Sorry, but if you dump your 970s now and turn around and buy 980s, you're a sucker.

Hey Starrbuck!

Agreed 100%. You'll basically be rewarding nVidia. The best option I've seen is returning the 970's and going with a 290x. That will hurt nVidia where it counts - their bank account.
 
http://www.hardocp.com/article/2014...x_directcu_ii_video_card_review/#.VNDVzS7ClWQ

not seeing a 'bait and switch' you got what you payed for
unless you can prove EVERY reviewer got a golden card...

From Hard's Review:

"The GeForce GTX 970 is designed for 1600p gaming, and contains 1664 CUDA cores and 13 SM units. The memory consists of 4GB of 3GDDR5 modules, on a 256-bit bus that operates at 7GHz. The base clock a reference GTX 970 is 1050MHz and boost clock of 1178MHz. There are 64 ROPs on this video card, and 104 texture units. This video card has a TDP of 145W."

This is now proven to not be accurate with regard to Memory Bus and ROPs.

Hence, bait and switch.

Try again.
 
So, would a MSI Lightning r9 290x be a better replacement for the gtx 970?
 
If you absolutely MUST have 4gb of VRAM right now, and you feel that it will be good enough for the future (it probably won't with the way that devs are coding ports these days), then yeah, the 290x lightning is a beast and will be ok. Buying anything to bump up 500megs of VRAM seems like a waste now if you already have a 970, unless you know with absolute certainty that every game you play uses between 3.5 and 4gigs (but not more) at the settings you want to run. Otherwise, the decision comes down to how do you feel about NVIDIA lying about this, and do you want to switch brands because of it.

Unless you want to buy Titan's or 6gb 780's, there's nothing with increased VRAM worth buying right now.

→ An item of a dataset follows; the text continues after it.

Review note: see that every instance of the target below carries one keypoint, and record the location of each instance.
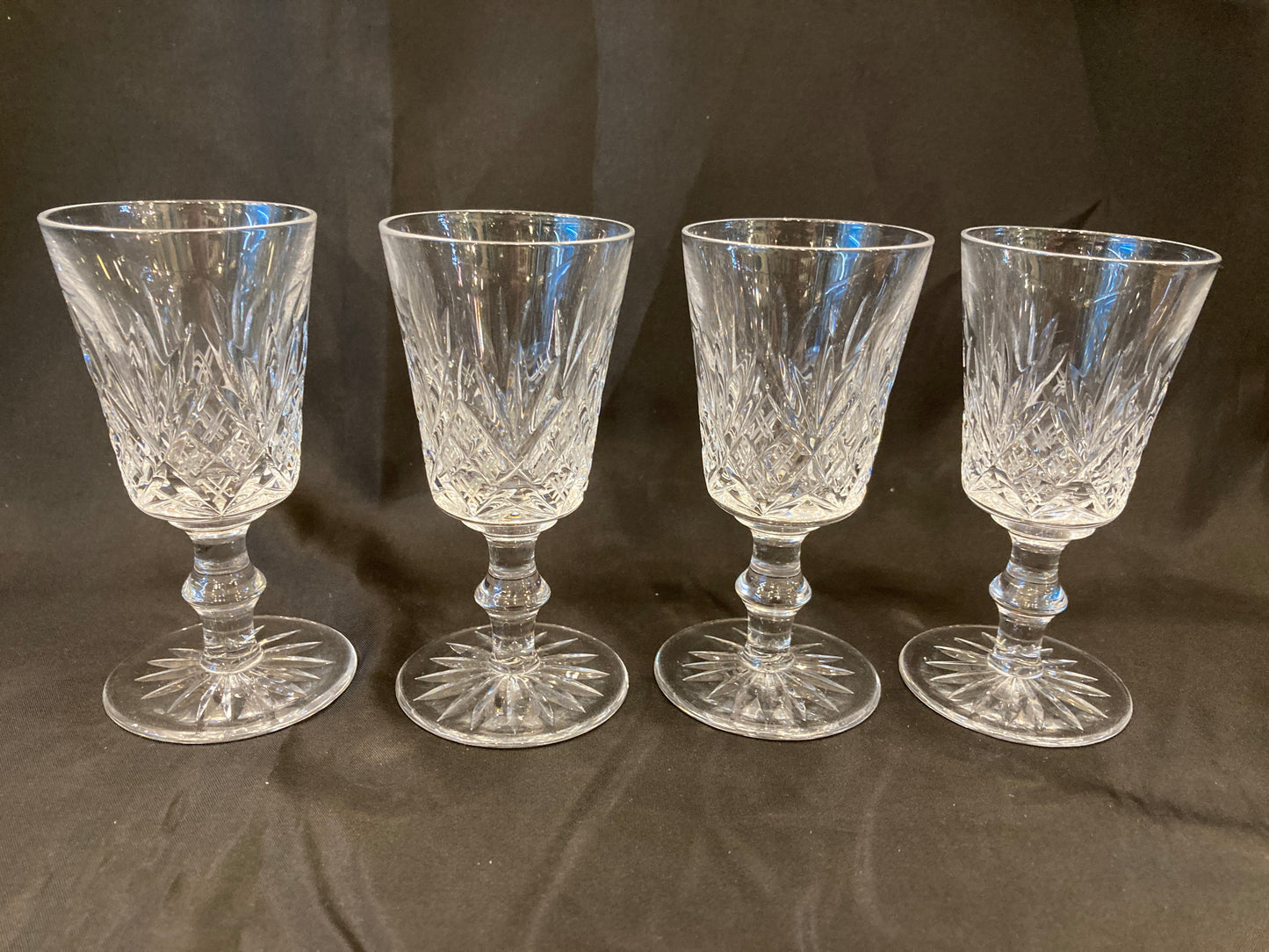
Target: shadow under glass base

In all likelihood, 970 owners are all just going to have to take a hit on their prospective resale values, and suck it up. Unless you REALLY want that last 500megs (which just seems silly now)

In the end, I wish they'd just have removed that last 500meg, so that there is no chance that the card would attempt to use it, and there could be no speculation that "oh my 4gb card is pushing over 3.5, so the performance is tanking". Instead, like all other cards, it would be "oh, I've asked for more vram than is available, I need to lower the settings."

Anyway, bring on the next generation of cards with 8gb or more, so we can handle these poorly optimized console ports :)
 
Agreed 100%. You'll basically be rewarding nVidia. The best option I've seen is returning the 970's and going with a 290x. That will hurt nVidia where it counts - their bank account.

That was the plan. It's the only way I could really make a statement. :)
 
the card is just as fast as it was when it was reviewed
itt bunch of entitled kids

Can we please stop regurgitating this line over and over? Saying it repeatedly doesn't make it any more relevant to this issue.
 
you play bf4 at 25 fps?

This. I think a lot of people are totally clowning on this, or they have no idea what they are doing. Who the hell would play BF4 at the settings needed to get 25FPS performance @ 4K then complains about stutter? People stutters is the least of your worries if you are only managing 25FPS. Also the GTX980 only gets 27 FPS (with less stutter) however that is still completely unplayable for many people. People don't even care that game is basically a slideshow, they are like OMG LOOK AT THOSE FRAME TIMES!

Is anyone really surprised a $300 card can't run 4K resolution with 1.5x DSR which means the car is actually rendering 5760 x 3240 or 18.66 million pixels? I don't think people even understand how DSR works.